This was my first real cooking since I came back from DC. I ate and ate and ate there, so I didn't want to really cook. Plus the larder was pretty bare (it still is), so I didn't have much to cook until after yesterday's farmers market trip. We did have some local black angus flat iron steak that Gary had thawed, marinated, and partially cooked, so I knew I needed to use that. Generally, I'm not much of a meat eater, but I bought this after talking to the farmer (rancher?) and it was a huge piece of meat for $9, and it makes my boys happy. I took some zucchini, tomatoes, bunching onions, and basil (some of which had been languishing in the produce drawer for a week or two) and made a simple sautee (the leftovers have been added to my frozen ragu from a couple of weeks ago), and sliced up the potatoes, drizzled them with olive oil, topped with kosher salt, and roasted them. I am a potato fanatic. These were between golf-and-baseball sized, and I could have eaten six of them. I only made 4 to prevent that from happening. I ate 2.

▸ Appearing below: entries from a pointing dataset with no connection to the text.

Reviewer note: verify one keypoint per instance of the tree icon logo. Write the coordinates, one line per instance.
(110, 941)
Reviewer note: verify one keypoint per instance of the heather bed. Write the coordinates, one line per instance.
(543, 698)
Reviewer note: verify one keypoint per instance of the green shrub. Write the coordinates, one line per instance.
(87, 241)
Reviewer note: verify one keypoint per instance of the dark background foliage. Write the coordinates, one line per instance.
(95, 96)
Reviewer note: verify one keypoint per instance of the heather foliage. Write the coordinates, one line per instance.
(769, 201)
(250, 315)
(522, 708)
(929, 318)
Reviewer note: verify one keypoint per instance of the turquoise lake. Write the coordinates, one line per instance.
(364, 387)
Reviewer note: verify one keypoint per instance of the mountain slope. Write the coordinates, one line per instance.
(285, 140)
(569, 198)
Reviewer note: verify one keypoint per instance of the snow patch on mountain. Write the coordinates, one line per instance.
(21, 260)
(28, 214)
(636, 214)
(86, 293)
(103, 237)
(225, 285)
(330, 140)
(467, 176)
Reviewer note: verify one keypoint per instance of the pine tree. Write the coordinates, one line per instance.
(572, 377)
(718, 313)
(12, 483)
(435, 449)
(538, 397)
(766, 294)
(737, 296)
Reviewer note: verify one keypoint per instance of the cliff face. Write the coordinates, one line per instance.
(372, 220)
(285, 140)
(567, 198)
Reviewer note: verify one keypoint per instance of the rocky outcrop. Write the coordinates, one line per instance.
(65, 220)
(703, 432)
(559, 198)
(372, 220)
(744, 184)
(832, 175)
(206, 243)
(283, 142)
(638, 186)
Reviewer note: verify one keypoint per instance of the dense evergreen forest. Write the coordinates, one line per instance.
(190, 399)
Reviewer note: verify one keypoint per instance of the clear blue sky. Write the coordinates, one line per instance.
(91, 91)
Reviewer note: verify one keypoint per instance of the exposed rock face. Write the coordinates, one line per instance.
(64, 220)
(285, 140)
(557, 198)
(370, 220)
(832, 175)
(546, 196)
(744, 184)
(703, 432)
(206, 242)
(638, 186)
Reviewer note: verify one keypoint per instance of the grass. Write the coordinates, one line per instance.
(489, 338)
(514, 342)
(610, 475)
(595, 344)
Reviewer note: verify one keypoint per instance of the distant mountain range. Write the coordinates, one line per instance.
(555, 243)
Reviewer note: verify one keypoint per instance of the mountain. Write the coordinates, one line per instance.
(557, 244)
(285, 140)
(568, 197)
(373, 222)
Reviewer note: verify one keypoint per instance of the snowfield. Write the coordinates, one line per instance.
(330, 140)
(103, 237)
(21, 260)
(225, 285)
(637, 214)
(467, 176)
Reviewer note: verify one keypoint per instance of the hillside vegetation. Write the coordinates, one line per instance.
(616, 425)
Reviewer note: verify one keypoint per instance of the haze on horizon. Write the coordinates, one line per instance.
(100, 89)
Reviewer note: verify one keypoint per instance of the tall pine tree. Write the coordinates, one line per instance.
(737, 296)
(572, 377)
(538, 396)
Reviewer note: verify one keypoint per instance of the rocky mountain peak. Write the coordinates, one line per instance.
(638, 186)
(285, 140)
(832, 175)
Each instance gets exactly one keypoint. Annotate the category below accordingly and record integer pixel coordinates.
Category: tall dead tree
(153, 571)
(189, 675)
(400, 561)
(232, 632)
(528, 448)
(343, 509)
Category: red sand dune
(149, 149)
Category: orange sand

All of the veggies came from my friends at Whitton Flower and Produce. The potato recipe came from Mark Bittman's Minimalist Cooks at Home, which I cannot find anywhere (and it's making me a little crazy, because it's my favorite cookbook and I'm a little afraid that I inadvertently purged it at the end of June when I was doing the great de-junk). It has a name, but I have no idea what it is. Fancy Crispy Potatoes, we'll call it for now.
We also got some slam-fanstastic peaches at the market yesterday- about 25 of them. Elbertas, the "regular" kind, and some big white-fleshed varieties (sorry I didn't pay attention) that is making me crave a bellini (4 T white peach puree per bottle of prosecco), so maybe when I do "real" grocery shopping later today I'll pick up some prosecco and indulge!
3 comments:
Delicious...this is what I mean...I should just move to your town right now! I'm not a big meat and potato person (I was a vegetarian for 15 years), but this looks heavenly. I'd like to get a copy of that book myself...feel the same about potatoes! Amazing what you "throw together.
Hey, AbeBooks.com has several copies of the Minimalist Cooks book for dirt cheap. It looks like a great resource; I just may snag a copy.
You have a wonderful blog, and I thank Maya for reminding me about your wonderful pottery!
Thanks to both of you- I'll go look at AbeBooks today. I was really about to cry in my proverbial soup about that book!